Authors: Mihai Balaci, Valentin Rojco, Douglas Paton
In this blog post, we take a look at how and why we developed the otsdb-protector tool to protect OpenTSDB from query abuse across the Adobe Experience Platform. We figured out what kind of query abuse was taking place and how otsdb-protector helps stop the problem.
We use OpenTSDB, among other databases, for metrics collection and storage in Adobe Experience Platform. This powerful, scalable time-series database provides an ideal storage place for the vast amount of metrics that we produce. OpenTSDB is effective because, along with being scalable, the data scheme allows for fast aggregation of data.

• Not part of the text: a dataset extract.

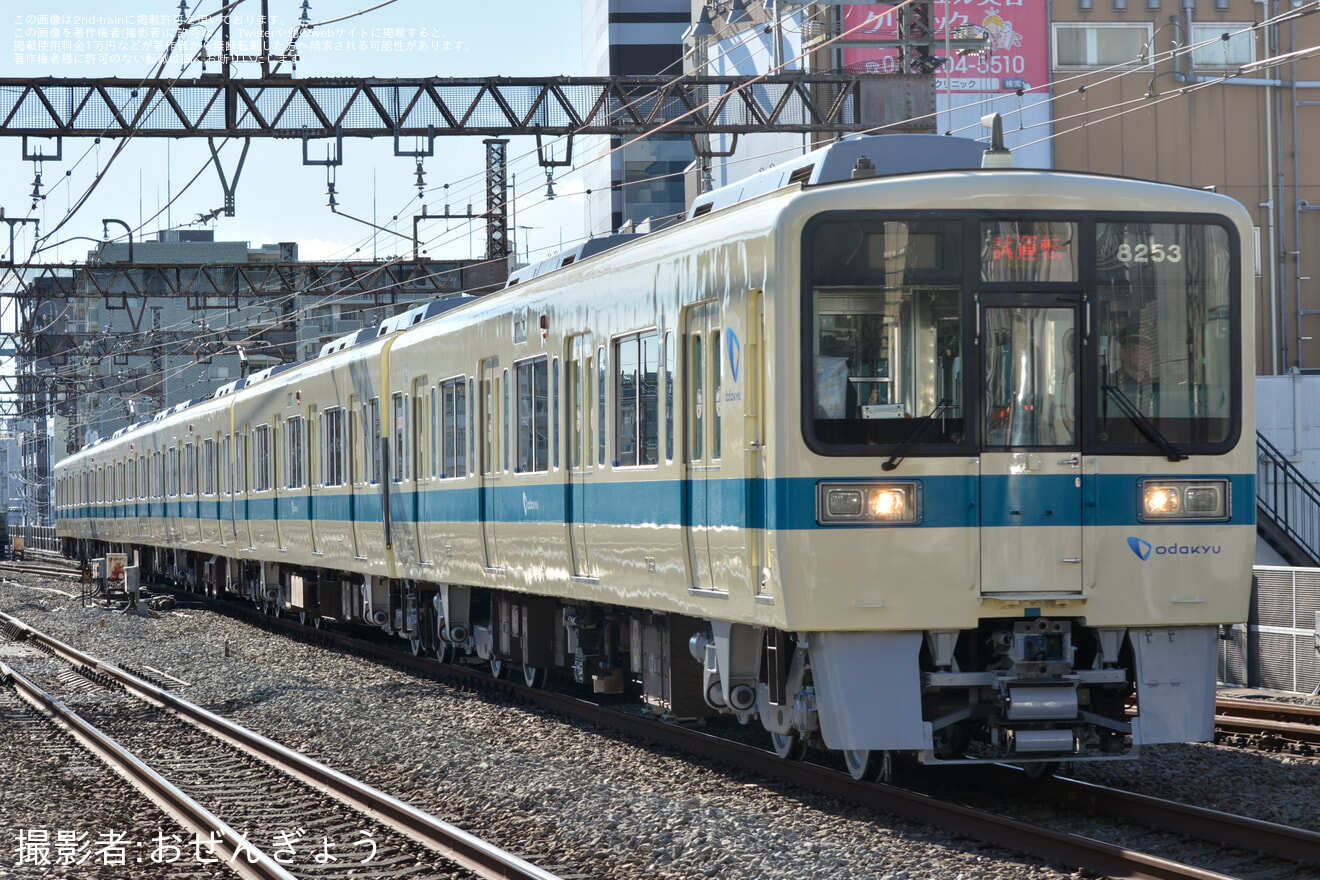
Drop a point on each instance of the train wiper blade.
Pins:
(914, 434)
(1143, 424)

Figure 1: A simplified look at how OpenTSDB works (source: OptenTSBD.net).
The problem with OpenTSDB
After we implemented OpenTSDB as the backend/long term metrics store we found a couple of what the system could handle in terms of the number of unique IDs based on metrics cardinality. Once it hits that limit, around 16,777,215 unique IDs, OpenTSDB became laggy and prone to abuse. It wasn't just prone to abuse, it was defenseless to high intensive queries. There was nothing in place to prevent users from blowing past that limit and flooding the system with queries. This caused latency and high CPU usage that affected the performance of the database for everyone.
The second issue that we found was that there was no visibility. We knew that users' behavior was driving up CPU usage and causing latency. But we had no idea why it was happening or what or who exactly was causing the problem. OpenTSDB lacked the ability to provide any sort of insight into how the data is being used. It also lacked the ability to control the way users were interacting with the frontend, which is Grafana in our case.
This wasn't an issue specific to OpenTSDB, either. We found that other platforms were experiencing similar problems. And, we found that there was a lack of available tools to help mitigate the situation, which is why we built one.
Putting a man in the middle
To see what was happening in the backend that created the problem we were seeing, we needed to create a proxy between OpenTSDB and Grafana.
To do this, we created otsdb-protector, a python-based man in the middle that allowed us to do two very important things:
Gain visibility into the way people were using Grafana to query OpenTSDB.
Put controls in place to help prevent the query abuse that we had been seeing.
To achieve the first, we deployed protector in Safe Mode only to get visibility in the type of traffic is generated from the frontend to the backend. Safe Mode was our way to watch what was happening. Safe Mode provided us with a way to the ability to see the way users were interacting with the OpenTSDB. The goal with Safe Mode wasn't to stop the abuse, it was to understand it. By running Safe Mode initially, we were able to see how users were making so many queries that the system slowed down. We noticed that they were running queries that would last up to 15 minutes. They were constantly clicking refresh on queries. They were running extensive searches back through six months of data. These activities, and others like it, were causing the issues we were seeing.
Once Safe Mode provided us with an understanding of what was happening, we were able to implement blocking rules based on our observations. We used otsdb-protector to limit the number of data points that could be queried at once, we put restrictions in place on accessing older data and allowing for the creation of blacklists and whitelists.
Implementing the otsdb-protector
We wanted otsdb-protector to be a service easy to implement, use, and modify. It was designed to be run as an independent Python application and is open source, so anyone who uses OpenTSDB has a way to prevent the kind of query abuse that we were seeing on our system.
Follow the steps below to get started with otsdb-protector.
Figure 2: Getting started with otsdb-protector.
Once otsdb-protector is in place, the next step is to set up the rules you want the system to follow. With otsdb-protector you can apply the following rules to prevent:
Queries with no aggregation
Queries with no tags or filters
Querying for very old data
Too many data points per query
Queries that exceed a certain frequency
Queries that exceed a certain execution time
Figure 3: A look at otsdb-protector’s rejected queries in the dashboard.
Users can also put white-and blacklists into place to further manage the types of queries that can and can't be made.
If it's not yet clear what's causing the issue, running otsdb-protector in Safe Mode provides the visibility necessary to create the rules that are needed.
With a solid foundation laid for the otsdb-protector, we're now looking at how we can use this to better serve the community. Plans to create more complex filters and rules for the otsdb-protector. And, it's expected that the otsdb-protector will join the Adobe Alerts system at some point.
To help the community at large, we also hope to modify the tool we've developed for OTSDB for use with other databases that experience similar levels of query abuse.